Infections due to extended-spectrum β-lactamase–producing Escherichia coli and Klebsiella species (ESBL-EK) have increased markedly in recent years. Risk factors for mortality among ESBL-EK infections have not been studied.
This retrospective cohort study was conducted in a 625-bed tertiary care medical center and a 344-bed urban community hospital to determine whether inadequate initial antimicrobial therapy (IIAT) (>48 hours between the time a culture was obtained and initiation of an agent to which the infecting organism was susceptible) is associated with mortality in ESBL-EK infections. All hospitalized patients with an ESBL-EK infection between June 1, 1997, and December 31, 2002, were eligible for inclusion. Subsequently, we conducted a nested case-control study to identify risk factors for IIAT.
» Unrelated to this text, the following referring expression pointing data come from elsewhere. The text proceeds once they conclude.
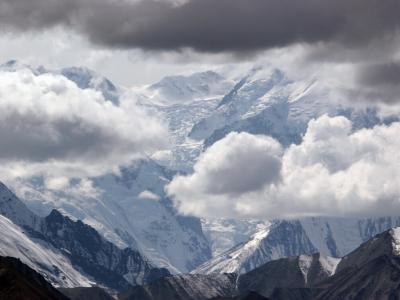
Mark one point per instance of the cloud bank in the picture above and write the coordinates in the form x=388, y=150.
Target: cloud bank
x=209, y=25
x=50, y=126
x=333, y=172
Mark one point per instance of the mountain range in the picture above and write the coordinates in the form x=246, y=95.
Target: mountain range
x=131, y=235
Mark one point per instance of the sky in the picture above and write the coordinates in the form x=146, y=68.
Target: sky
x=49, y=126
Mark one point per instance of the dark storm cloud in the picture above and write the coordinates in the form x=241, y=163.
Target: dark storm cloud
x=381, y=75
x=211, y=25
x=378, y=82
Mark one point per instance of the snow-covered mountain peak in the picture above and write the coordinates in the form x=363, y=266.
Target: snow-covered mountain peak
x=85, y=78
x=14, y=209
x=395, y=233
x=185, y=89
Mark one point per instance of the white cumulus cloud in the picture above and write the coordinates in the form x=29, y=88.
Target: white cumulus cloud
x=333, y=172
x=49, y=126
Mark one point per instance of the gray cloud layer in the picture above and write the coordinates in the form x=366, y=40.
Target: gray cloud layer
x=209, y=25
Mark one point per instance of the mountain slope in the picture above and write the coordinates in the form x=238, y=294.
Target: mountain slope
x=282, y=239
x=41, y=256
x=294, y=272
x=58, y=247
x=86, y=293
x=188, y=287
x=331, y=236
x=131, y=209
x=19, y=282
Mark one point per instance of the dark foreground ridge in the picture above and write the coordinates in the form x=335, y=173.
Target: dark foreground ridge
x=20, y=282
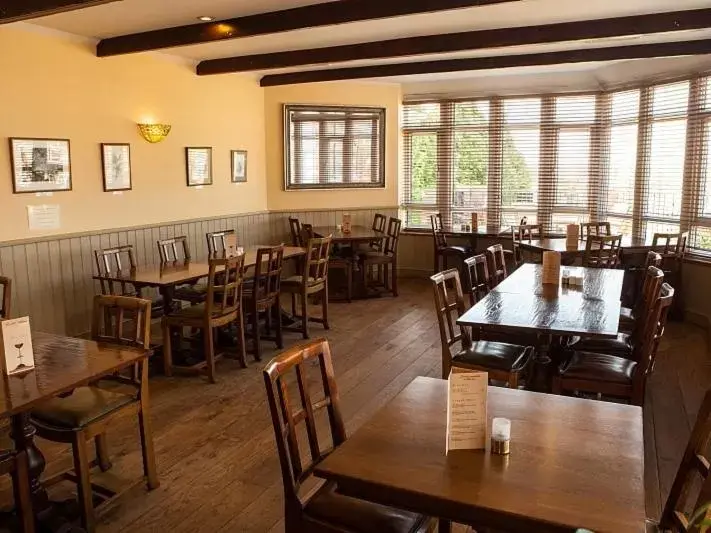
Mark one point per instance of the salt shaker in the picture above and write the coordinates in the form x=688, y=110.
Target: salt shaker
x=500, y=436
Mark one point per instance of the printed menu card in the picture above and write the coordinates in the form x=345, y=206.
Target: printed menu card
x=466, y=410
x=17, y=345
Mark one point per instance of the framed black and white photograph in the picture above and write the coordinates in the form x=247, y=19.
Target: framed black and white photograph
x=116, y=166
x=239, y=166
x=40, y=165
x=198, y=161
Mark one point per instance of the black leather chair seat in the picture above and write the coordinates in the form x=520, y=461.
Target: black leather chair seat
x=80, y=408
x=495, y=355
x=360, y=516
x=598, y=367
x=620, y=346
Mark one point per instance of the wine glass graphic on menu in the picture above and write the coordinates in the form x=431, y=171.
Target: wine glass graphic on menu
x=19, y=343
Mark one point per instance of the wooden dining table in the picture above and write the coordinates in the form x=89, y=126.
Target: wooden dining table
x=61, y=365
x=166, y=276
x=574, y=463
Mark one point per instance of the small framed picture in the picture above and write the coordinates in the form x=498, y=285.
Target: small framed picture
x=40, y=165
x=239, y=166
x=198, y=162
x=116, y=165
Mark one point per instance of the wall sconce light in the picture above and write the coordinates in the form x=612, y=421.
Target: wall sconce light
x=154, y=133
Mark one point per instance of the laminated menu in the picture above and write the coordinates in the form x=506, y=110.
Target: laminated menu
x=551, y=268
x=16, y=345
x=466, y=410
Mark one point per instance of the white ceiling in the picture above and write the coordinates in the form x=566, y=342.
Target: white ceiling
x=129, y=16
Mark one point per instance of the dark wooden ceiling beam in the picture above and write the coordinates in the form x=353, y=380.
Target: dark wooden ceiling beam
x=472, y=40
x=311, y=16
x=699, y=47
x=16, y=10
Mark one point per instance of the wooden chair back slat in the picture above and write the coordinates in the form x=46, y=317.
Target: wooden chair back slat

Of 187 subjects, 32 (17.1%) died while in the hospital. Clinical site of infection was a significant effect modifier in the association between IIAT and mortality. The presence of IIAT was an independent risk factor for mortality, but only for nonurinary ESBL-EK infections (adjusted odds ratio [95% confidence interval], 10.04 [1.90-52.96]). Independent risk factors for IIAT were (1) infection with a multidrug-resistant ESBL-EK (ie, resistant to sulfamethoxazole-trimethoprim, aminoglycosides, and quinolones) (14.58 [1.91-111.36]) and (2) health care–acquired ESBL-EK infection (4.32 [1.49-12.54]).
Inadequate initial antimicrobial therapy is an independent risk factor for mortality in ESBL-EK infections, but only among nonurinary infections. Multidrug resistance was a strong risk factor for IIAT.